Les deux femmes prennent place autour d’une table un peu à l’écart. Lucie, les joues rosissantes, s’exclame :
– J’en oublie de vous proposer quelque chose à boire… ou à manger si vous préférez… Dites-moi…
– Merci Lucie, je n’ai pas faim du tout, et je me suis désaltérée en compagnie de mon gendre, Rémy, à l’instant.
– Ah ! C’est donc lui le mari de ma cousine… Il est déjà venu manger ici, on avait bavardé, il m’avait parlé de ses recherches…
– C’est lui, confirme Jane en ôtant le foulard qui entoure son cou.
Lucie tressaille. Sur le chemisier de sa tante, le bijou, la lemniscate à la perle.

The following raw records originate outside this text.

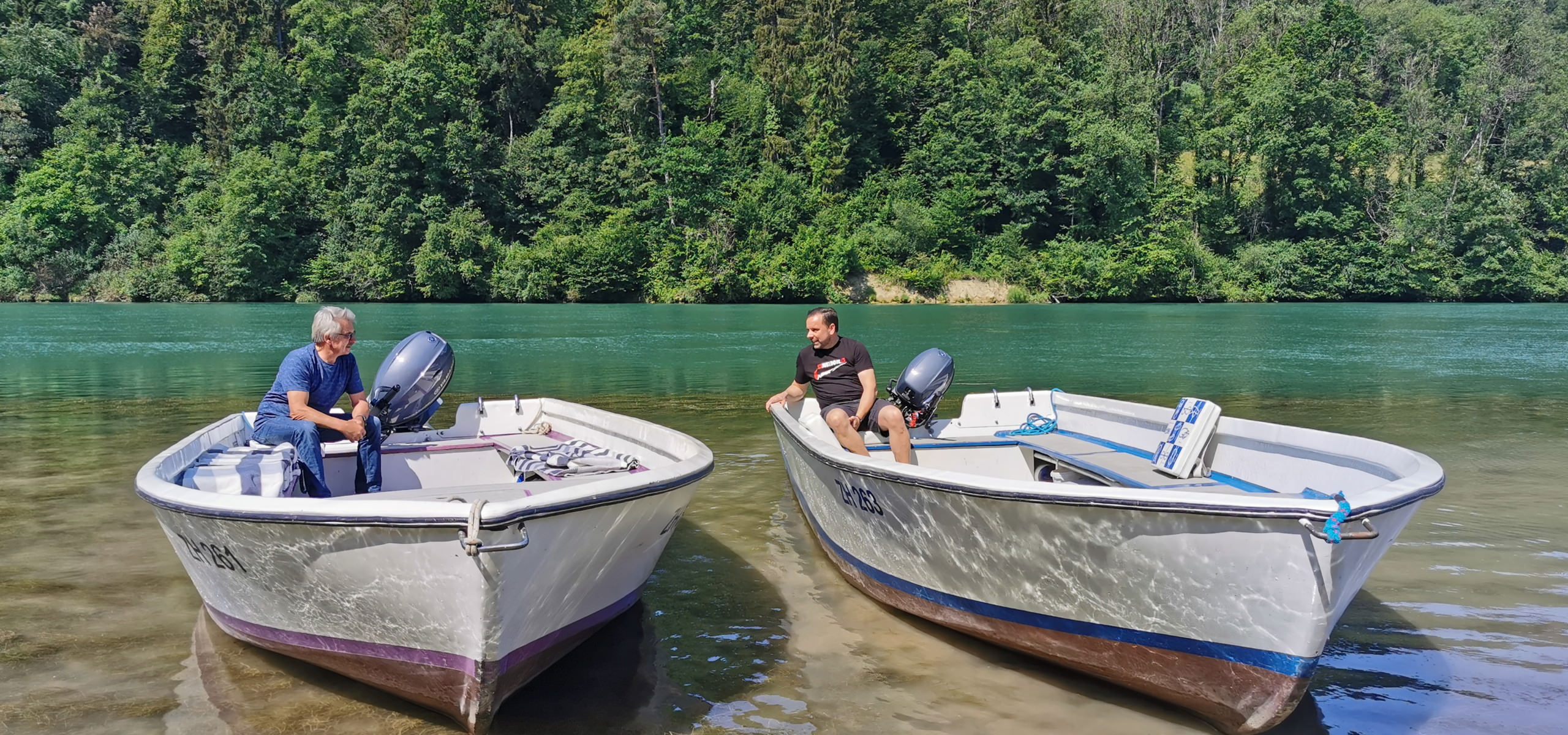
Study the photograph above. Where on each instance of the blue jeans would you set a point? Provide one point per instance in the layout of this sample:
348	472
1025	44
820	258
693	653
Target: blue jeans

– Jane… cette broche… j’ai la même…
– Je sais Lucie, répond Jane d’un ton apaisant, c’est moi qui l’ai offerte à ta mère. Et elle m’a offert celle-ci. C’est tout bête, tu sais. Un jour, en faisant du lèche-vitrine ensemble, nous avons remarqué ce bijou. Il lui plaisait beaucoup, alors, sans rien dire bien sûr, je suis retournée le lui acheter pour son anniversaire. Mais elle a eu la même idée et en a fait autant, si bien que nous nous sommes offert mutuellement le même cadeau. Je te laisse imaginer nos têtes respectives quand nous avons ouvert nos paquets !
Les yeux de Jane rient, malicieux. Une interrogation traverse ceux de Lucie.
– Tu te demandes pourquoi on a ouvert nos cadeaux ensemble ?
Lucie sourit, acquiesce.
– Nous avons deux ans et deux jours de différence avec ta mère. Nous avons toujours fêté nos anniversaires ensemble… enfin, jusqu’à celui-ci, ajoute Jane. Cette broche a été notre dernier cadeau. La suite, tu la connais…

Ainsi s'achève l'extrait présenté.